Tokyo's Nikkei 225 index closed up 2.6 percent at 15,198.73, with rallies for blue-chip technology companies ending a three-day string of losses. Electronics titan Sony jumped more than 7 percent, rival Fujitsu rose 8.3 percent and chipmaker NEC powered up nearly 8 percent.
In Hong Kong, the Hang Seng index rose 4.3 percent to end at 15,044.53, with index heavyweight China Mobile (Hong Kong) bounding up 8.2 percent.
In Singapore, the Straits Times index climbed 2.1 percent, to 1,923.67, as Chartered Semiconductor jumping nearly 12 percent.
In currency markets, the yen weakened against the dollar on news that Kyoei Life Insurance, Japan's eleventh-largest insurer by assets, planned to file for court protection from creditors, becoming the second Japanese life insurer to fail in three weeks. The dollar traded at ¥108.50 late in Tokyo, up from ¥108.20 in New York trading late Thursday.
Tech results boost Nasdaq
Asian stocks rallied behind stellar gains in U.S. shares, led by bullish earnings reports from companies such as Finland's Nokia, the world's biggest maker of mobile phones, and software companies Microsoft (MSFT: Research, Estimates) and Sun Microsystems (SUNW: Research, Estimates). The Nasdaq composite index jumped 7.8 percent, while the Dow Jones industrial average rose 1.7 percent to 10,142.98.
Japanese cell-phone operator NTT DoCoMo rose 3.7 percent, while its parent company Nippon Telegraph and Telephone rose 2 percent. NTT shares fell below ¥1 million on Thursday for the first time in 19 months ahead of an offering of up to 1.3 new million shares in November.
In the Internet sector, shares of Web investor Softbank jumped 6.9 percent.
Among Hong Kong technology stocks, Pacific Century CyberWorks rose 4 percent, paring its big decline in recent days. Concern has surrounded the outlook for earnings after the company agreed last week to sell control of its mobile-phone business to its Australian partner Telstra.
SmarTone Telecommunications surged 11.6 percent.

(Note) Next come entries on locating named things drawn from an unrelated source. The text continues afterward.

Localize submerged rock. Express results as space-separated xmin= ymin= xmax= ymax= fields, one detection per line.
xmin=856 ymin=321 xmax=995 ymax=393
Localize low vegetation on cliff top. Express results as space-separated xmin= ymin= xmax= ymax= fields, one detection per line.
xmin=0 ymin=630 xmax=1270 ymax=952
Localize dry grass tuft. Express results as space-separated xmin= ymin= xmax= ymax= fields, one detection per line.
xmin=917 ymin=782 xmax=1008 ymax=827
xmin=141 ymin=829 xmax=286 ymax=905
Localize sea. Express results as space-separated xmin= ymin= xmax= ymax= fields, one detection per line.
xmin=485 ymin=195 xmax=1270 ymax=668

London-based international bank HSBC Holdings, a heavily weighted member of the Hang Seng index, rose 2.4 percent while its affiliate Hang Seng Bank gained 3.2 percent. Property firm Cheung Kong (Holdings) gained 3.5 percent while rival Sun Hung Kai Properties jumped 5 percent.
Tech-rich indexes in Asia skyrocketed. South Korea's Kospi index rose 6 percent, with chipmaker Samsung Electronics soaring 15 percent, the maximum permitted one-day gain. Leading mobile-phone operator SK Telecom rose 11.7 percent while state-run Korea Telecom gained 5.1 percent.
The Taiwan Weighted index in Taipei tacked on 6.4 percent, supported by the government's confidence-boosting measures. The government halved the daily downward fluctuation limit for any equity of 7 percent through Nov. 7, and relaxed limits on overseas institutions' investment in Taiwanese stocks.
Chip stocks rallied, with Taiwan Semiconductor Manufacturing and United Microelectronics each up by the 7 percent daily limit.
In Sydney, the S&P/ASX index closed up 1.4 percent at 3,235.8.
Elsewhere, the KLSE composite index in Kuala Lumpur rose 0.6 percent, Bangkok's SET index rose 0.2 percent. But Jakarta's JSX index fell 0.6 percent and the PHS composite in Manila ended down 0.5 percent.